How neurons die in the substantia nigra has not yet been fully explained. A characteristic of the disease is that so-called Lewy bodies appear in the affected cells. These are deposits containing a protein called alpha-synuclein. The majority of persons affected develop the disease around the age of sixty, when it occurs without an identifiable trigger, which is referred to as idiopathic or sporadic. In addition to the idiopathic form of Parkinson's disease, for which no specific causes have yet been identified, there are also genetic forms: Ten percent of Parkinson's diseases are genetic, that is, they are caused by heredity. Here, mutations, or changes in the genetic information, are the cause of the disease. Patients with genetic, also called family-related Parkinson's disease are on average somewhat younger when symptoms develop: Often the hereditary forms appear before the age of 50. In what is called secondary Parkinson's disease, the symptoms resemble those of "real" Parkinson's disease without being Parkinson's disease. Here, the symptoms are not caused by Parkinson's disease and thus by cells dying in the substantia nigra. Instead, medications, drugs, brain inflammation, or other diseases are behind the Parkinson's-like symptoms.
Parkinson's disease is not curable yet. However, with appropriate therapies, the disease can often be well controlled for years. Drug treatment plays an important role. For example, administration of dopamine precursors (e.g., in the form of the antiparkinsonian active substance L-dopa) can compensate for dopamine deficiency. If drug treatment is no longer sufficient, a so-called brain pacemaker may be considered. Small electrodes, inserted into the brain in a surgical procedure, stimulate or inhibit specific areas in the brain to relieve symptoms.

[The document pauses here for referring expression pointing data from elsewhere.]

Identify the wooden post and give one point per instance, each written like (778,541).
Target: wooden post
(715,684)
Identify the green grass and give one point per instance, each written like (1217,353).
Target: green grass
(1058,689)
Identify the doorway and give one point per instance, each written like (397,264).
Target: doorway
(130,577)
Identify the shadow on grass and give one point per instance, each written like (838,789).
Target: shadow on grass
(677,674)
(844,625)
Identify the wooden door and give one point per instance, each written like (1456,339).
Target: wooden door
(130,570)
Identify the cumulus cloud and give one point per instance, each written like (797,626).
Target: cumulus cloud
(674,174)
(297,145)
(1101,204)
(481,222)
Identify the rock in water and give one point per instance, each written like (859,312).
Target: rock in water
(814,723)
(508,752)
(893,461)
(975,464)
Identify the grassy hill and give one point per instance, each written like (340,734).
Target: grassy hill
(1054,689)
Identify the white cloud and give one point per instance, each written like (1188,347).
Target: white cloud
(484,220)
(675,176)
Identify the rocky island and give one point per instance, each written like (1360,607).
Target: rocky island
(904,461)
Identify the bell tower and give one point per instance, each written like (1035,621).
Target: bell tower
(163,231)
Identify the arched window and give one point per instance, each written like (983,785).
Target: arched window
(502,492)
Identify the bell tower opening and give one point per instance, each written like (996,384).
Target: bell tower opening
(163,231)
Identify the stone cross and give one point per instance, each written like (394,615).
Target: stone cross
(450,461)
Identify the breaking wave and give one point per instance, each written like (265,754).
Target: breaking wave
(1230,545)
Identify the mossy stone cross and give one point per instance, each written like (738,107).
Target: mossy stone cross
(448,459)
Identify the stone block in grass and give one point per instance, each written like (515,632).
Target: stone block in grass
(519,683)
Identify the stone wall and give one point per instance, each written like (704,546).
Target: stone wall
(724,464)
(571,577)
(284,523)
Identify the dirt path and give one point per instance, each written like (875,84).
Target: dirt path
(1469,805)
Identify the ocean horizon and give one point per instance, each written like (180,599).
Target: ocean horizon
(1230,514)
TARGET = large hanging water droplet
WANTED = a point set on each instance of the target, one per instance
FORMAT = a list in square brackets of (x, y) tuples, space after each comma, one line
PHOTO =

If you want to cure a disease, you must first understand it. Researchers at the DZNE are therefore searching for the causes of neuronal cell death in Parkinson's – both in the sporadic and the hereditary form of the disease. Others are exploring the role of inflammatory processes or specific gene mutations. In addition, scientists at the DZNE are investigating how damaged mitochondria can contribute to the development of the disease. The "power plants of the cell" can release harmful oxygen radicals and also break down dopamine. Another field in causal research is the gut microbiome, the bacterial community in the digestive tract: How does the composition of gut bacteria affect Parkinson's risk?
Another important research goal, however, is the search for biomarkers. These are measurable biological characteristics (e. g., in the blood or cerebrospinal fluid) that allow early detection of Parkinson's and help to keep a better eye on the progression of the disease. Such markers may also be used to tailor the therapy for those affected.
“Involuntary tremulous motion, with lessened muscular power, in parts not in action and even when supported; with a propensity to bend the trunk forwards, and to pass from a walking to a running pace: the senses and intellects being uninjured.” With these words, the British physician James Parkinson described in 1817 in his publication "An Essay on the Shaking Palsy" – the disease later named after him. His accurate observation of the symptoms still forms the basis for the diagnosis of Parkinson's today, even though additions have been made to the symptoms since then. Parkinson had already recognized that it was a neurological condition, not a muscular problem.